Fantasy manga and its franchise

Gestalt (超獣伝説ゲシュタルト, Chōjū Densetsu Geshutaruto) is an eight-volume fantasy manga series by Yun Kōga and published by Enix and later by Ichijinsha. It was adapted into a two-episode OVA series.

==Plot==
The story circulates around a mysterious and dangerous island referred to simply as "G". A long time ago, a powerful god named Gestalt was banished to the earth and he had found refuge on the island "G". To utter the name for which the "G" stands is forbidden, as people were so afraid of the wrath of the god that they considered his name a curse.
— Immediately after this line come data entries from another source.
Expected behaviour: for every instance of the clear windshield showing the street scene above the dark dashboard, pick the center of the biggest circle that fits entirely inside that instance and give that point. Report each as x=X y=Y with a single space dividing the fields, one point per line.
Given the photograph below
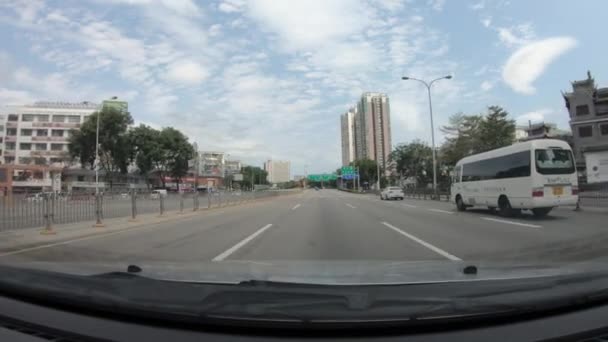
x=303 y=141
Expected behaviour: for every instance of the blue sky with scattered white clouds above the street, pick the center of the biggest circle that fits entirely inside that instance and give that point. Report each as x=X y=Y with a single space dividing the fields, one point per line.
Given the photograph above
x=262 y=79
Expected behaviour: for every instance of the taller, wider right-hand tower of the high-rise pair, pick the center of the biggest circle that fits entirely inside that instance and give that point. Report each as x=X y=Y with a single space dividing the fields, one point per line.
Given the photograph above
x=372 y=129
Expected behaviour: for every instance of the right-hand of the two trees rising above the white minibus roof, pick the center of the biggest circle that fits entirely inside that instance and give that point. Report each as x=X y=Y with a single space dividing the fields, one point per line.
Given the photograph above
x=496 y=129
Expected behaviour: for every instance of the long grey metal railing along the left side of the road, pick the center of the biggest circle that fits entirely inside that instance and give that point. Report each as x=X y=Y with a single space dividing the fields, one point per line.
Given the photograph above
x=46 y=210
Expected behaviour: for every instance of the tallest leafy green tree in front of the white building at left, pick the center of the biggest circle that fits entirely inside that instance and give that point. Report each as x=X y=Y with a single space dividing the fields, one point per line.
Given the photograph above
x=114 y=147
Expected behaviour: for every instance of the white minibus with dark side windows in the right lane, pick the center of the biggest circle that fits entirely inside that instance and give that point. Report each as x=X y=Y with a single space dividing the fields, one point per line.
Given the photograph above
x=537 y=175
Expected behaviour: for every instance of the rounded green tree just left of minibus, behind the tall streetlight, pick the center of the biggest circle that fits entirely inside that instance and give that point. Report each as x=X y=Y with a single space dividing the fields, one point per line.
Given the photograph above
x=414 y=160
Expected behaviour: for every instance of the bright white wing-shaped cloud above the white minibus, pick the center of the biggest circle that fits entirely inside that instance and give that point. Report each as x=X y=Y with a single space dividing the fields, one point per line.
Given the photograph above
x=526 y=64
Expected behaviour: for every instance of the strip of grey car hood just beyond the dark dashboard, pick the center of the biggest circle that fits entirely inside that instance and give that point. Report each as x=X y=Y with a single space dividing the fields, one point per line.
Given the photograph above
x=323 y=272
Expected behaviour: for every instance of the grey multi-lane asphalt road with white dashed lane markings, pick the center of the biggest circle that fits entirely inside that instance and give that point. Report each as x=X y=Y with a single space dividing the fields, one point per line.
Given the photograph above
x=334 y=225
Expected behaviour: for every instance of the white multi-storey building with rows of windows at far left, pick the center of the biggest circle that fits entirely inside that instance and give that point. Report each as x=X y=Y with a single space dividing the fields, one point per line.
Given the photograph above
x=38 y=134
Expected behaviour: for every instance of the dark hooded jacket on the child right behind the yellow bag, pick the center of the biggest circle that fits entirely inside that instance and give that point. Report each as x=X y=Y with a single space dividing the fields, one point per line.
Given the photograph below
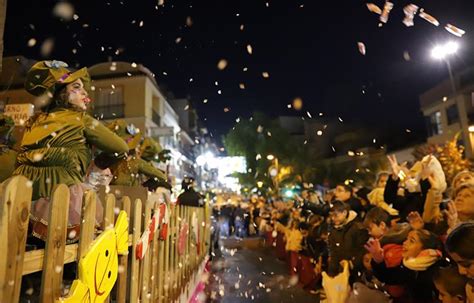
x=346 y=242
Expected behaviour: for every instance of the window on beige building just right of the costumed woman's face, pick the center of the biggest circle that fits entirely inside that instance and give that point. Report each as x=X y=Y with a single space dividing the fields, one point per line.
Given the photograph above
x=109 y=103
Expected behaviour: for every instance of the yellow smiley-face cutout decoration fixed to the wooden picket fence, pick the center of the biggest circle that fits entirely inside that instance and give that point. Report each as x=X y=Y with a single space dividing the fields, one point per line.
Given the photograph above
x=98 y=269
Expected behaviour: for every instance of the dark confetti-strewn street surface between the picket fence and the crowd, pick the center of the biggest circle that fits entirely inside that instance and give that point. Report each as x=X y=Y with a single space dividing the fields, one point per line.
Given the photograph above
x=250 y=272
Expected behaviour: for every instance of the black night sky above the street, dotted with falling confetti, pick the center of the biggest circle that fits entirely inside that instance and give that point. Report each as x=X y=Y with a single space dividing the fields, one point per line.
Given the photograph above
x=308 y=48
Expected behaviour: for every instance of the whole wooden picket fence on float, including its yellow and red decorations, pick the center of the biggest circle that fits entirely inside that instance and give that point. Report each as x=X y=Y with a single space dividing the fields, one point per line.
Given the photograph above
x=167 y=270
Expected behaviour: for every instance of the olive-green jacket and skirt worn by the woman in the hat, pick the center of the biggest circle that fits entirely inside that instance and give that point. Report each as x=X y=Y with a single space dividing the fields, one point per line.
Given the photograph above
x=57 y=149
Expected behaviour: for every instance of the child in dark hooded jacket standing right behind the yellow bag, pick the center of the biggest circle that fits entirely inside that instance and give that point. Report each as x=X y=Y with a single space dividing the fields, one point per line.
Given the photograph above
x=346 y=238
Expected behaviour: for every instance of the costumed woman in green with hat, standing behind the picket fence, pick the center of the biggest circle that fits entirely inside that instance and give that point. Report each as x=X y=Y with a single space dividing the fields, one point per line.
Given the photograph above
x=57 y=144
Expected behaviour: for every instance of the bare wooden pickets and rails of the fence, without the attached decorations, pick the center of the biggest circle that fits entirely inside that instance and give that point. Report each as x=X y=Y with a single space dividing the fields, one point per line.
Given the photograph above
x=163 y=275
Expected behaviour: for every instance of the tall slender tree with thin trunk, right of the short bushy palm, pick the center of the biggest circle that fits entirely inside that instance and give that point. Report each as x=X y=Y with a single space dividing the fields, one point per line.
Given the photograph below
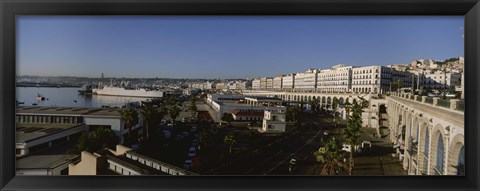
x=352 y=132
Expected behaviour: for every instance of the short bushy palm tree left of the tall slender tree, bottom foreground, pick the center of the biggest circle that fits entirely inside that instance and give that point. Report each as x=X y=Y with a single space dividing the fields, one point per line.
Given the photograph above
x=330 y=155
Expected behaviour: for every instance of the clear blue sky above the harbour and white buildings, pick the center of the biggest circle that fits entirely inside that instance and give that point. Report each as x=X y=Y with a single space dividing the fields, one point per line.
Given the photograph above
x=227 y=46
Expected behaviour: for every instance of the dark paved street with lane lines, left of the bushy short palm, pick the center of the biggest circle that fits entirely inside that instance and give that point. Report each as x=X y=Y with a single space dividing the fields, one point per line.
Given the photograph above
x=274 y=158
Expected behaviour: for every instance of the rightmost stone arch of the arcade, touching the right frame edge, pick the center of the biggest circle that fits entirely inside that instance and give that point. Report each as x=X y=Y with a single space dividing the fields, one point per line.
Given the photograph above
x=455 y=148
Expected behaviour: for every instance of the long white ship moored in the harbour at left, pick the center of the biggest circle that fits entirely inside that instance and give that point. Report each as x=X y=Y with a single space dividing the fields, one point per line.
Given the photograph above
x=128 y=92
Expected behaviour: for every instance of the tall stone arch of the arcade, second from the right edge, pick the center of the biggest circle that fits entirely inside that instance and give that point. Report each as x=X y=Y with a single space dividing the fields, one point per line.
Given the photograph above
x=438 y=136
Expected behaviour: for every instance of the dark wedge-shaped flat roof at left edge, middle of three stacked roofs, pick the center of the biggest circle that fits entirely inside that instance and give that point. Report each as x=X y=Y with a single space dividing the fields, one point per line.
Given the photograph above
x=26 y=132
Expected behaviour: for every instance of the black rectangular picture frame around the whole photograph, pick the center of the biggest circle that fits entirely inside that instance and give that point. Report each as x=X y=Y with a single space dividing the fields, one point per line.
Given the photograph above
x=9 y=9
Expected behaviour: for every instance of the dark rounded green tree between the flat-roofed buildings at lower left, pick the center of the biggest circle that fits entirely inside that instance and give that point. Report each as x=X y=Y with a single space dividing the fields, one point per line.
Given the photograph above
x=100 y=138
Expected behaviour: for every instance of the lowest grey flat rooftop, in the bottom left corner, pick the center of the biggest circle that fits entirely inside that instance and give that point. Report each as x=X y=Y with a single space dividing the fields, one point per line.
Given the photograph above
x=44 y=161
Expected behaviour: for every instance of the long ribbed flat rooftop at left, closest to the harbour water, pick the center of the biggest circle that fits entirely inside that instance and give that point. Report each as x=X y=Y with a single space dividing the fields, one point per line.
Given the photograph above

Father Olivier is a priest who has left his order and traveled to the island of "G" in order to discover the truth behind it. He makes the acquaintance of a young girl named Ohri, who turns out to be quite adept in magic.
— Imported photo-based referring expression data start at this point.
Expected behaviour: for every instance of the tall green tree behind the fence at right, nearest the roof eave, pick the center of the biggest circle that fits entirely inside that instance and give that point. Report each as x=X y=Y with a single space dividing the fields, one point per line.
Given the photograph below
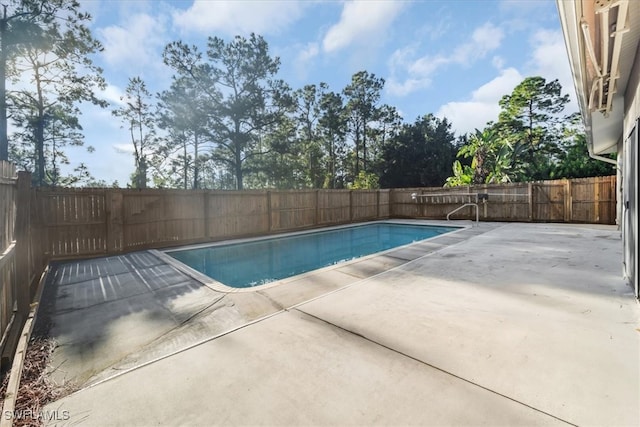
x=532 y=122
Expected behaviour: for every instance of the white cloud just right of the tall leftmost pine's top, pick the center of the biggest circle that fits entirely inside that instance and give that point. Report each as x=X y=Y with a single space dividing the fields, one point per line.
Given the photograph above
x=135 y=44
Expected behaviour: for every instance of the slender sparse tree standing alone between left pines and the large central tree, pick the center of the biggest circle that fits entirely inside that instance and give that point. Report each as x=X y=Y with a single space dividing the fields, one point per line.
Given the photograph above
x=137 y=116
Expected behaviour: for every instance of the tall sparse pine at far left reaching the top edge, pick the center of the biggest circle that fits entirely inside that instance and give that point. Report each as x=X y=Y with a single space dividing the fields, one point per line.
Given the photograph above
x=53 y=73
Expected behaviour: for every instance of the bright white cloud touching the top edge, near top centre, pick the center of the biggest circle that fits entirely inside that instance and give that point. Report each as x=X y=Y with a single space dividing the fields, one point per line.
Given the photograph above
x=361 y=22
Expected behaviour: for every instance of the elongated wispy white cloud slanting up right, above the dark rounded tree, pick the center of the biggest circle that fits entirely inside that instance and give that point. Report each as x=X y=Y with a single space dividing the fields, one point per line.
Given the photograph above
x=419 y=72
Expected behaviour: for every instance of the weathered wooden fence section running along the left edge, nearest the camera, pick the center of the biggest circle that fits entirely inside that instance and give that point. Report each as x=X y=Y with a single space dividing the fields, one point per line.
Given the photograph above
x=22 y=260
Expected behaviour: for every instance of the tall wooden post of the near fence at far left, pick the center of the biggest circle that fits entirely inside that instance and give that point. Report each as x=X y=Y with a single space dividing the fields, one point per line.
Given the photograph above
x=23 y=275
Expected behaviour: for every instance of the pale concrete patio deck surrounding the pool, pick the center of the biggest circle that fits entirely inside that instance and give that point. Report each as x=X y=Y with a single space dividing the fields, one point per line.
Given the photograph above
x=501 y=324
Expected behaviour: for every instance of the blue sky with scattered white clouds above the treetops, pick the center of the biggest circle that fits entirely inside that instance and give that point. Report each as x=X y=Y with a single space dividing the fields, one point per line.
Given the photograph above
x=453 y=58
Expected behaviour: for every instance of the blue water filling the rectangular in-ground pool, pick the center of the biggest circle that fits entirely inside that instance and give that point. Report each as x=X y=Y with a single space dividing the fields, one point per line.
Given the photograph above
x=247 y=264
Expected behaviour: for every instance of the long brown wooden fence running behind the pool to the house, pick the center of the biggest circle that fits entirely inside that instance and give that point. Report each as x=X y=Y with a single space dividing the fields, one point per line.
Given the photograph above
x=88 y=222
Meanwhile, the head of Father Olivier's priestly order has hired a dark elf, Suzu, to track down Olivier and bring him back. Suzu finds Olivier easily enough; what she hadn't anticipated was the powerful sorceress in his company, Ohri. Ohri shakes Suzu, and she and Father Olivier continue on. The island of "G" has its share of monsters and magic-users to get in the way of their travels, however, beyond merely Father Olivier's overlings.

==Media==
===Manga===
The manga Gestalt was first serialized in Enix's Monthly Gangan Fantasy, and then Monthly GFantasy (Monthly Gangan Fantasy was renamed Monthly GFantasy upon release of its April 1994 issue), in issues dated between April 1993 and February 2001, although the first chapter was published in Fantastic Comic (a special issue of Monthly Shōnen Gangan which launched Gangan Fantasy) on July 25, 1992. It was collected into eight tankōbon volumes. The series was republished by Ichijinsha under the imprint Zero-Sum Comics in 2005–2006, with new cover art. The Ichijinsha edition was published in English by Viz Media.

===Volume list===
====Enix edition====

| No. | Release date | ISBN |
|---|---|---|
| 1 | January 27, 1994 | 978-4870255012 |
| 2 | March 1995 | 978-4870255371 |
| 3 | February 1997 | 978-4870255777 |
| 4 | September 1997 | 978-4870255890 |
| 5 | March 1998 | 978-4870252851 |
| 6 | February 1999 | 978-4870254435 |
| 7 | June 2000 | 978-4757502505 |
| 8 | March 2001 | 978-4757504400 |

====Ichijinsha edition====

| No. | Original release date | Original ISBN | English release date | English ISBN |
|---|---|---|---|---|
| 1 | February 25, 2005 | 978-4-7580-5131-6 | June 16, 2009 | 978-1-4215-2690-4 |
| 2 | February 25, 2005 | 978-4-7580-5132-3 | August 18, 2009 | 978-1-4215-2691-1 |
| 3 | May 25, 2005 | 978-4-7580-5150-7 | October 20, 2009 | 978-1-4215-2692-8 |
| 4 | May 25, 2005 | 978-4-7580-5151-4 | December 15, 2009 | 978-1-4215-2693-5 |
| 5 | July 25, 2005 | 978-4-7580-5162-0 | February 16, 2010 | 978-1-4215-2694-2 |
| 6 | July 25, 2005 | 978-4-7580-5163-7 | April 16, 2010 | 978-1-4215-2695-9 |
| 7 | July 25, 2006 | 978-4-7580-5238-2 | June 15, 2010 | 978-1-4215-2696-6 |
| 8 | July 25, 2006 | 978-4-7580-5239-9 | August 17, 2010 | 978-1-4215-2697-3 |

===Drama CDs===
There were 2 drama CDs that were commercially released by Enix. The main cast were Kae Araki as Ouri and Takehito Koyasu as Olivier. The first drama CD was released in September 1994 while the second drama CD was released in April 1996.

===OVA===
There was a two-episode Original video animation (OVA) adaptation directed by Osamu Yamasaki with music done by Toshiyuki Ōmori as well as casting assistance by 81 Produce. The first episode was released on January 22 and the second on February 21, 1997. The original video animation (OVA) was licensed in English by Media Blasters. The cast from the drama CDs also lent their voices to the production of the OVA.

===Novels===
There was a two-part light novel written by Chizuru Yoshikawa with illustrations by the original author, Yun Kōga, entitled (超獣伝説ゲシュタルト 烙印の殉教者, Chōjū Densetsu Gestalt Rakuin no Junkyōsha). The novels were published by Enix under the imprint, GFantasy Novels. The first volume was published in March 1999 and the second in August 1999.

==Reception==
Helen McCarthy in 500 Essential Anime Movies calls "comedy", including jokes and parodies of fantasy role-playing games, "the show's major selling point".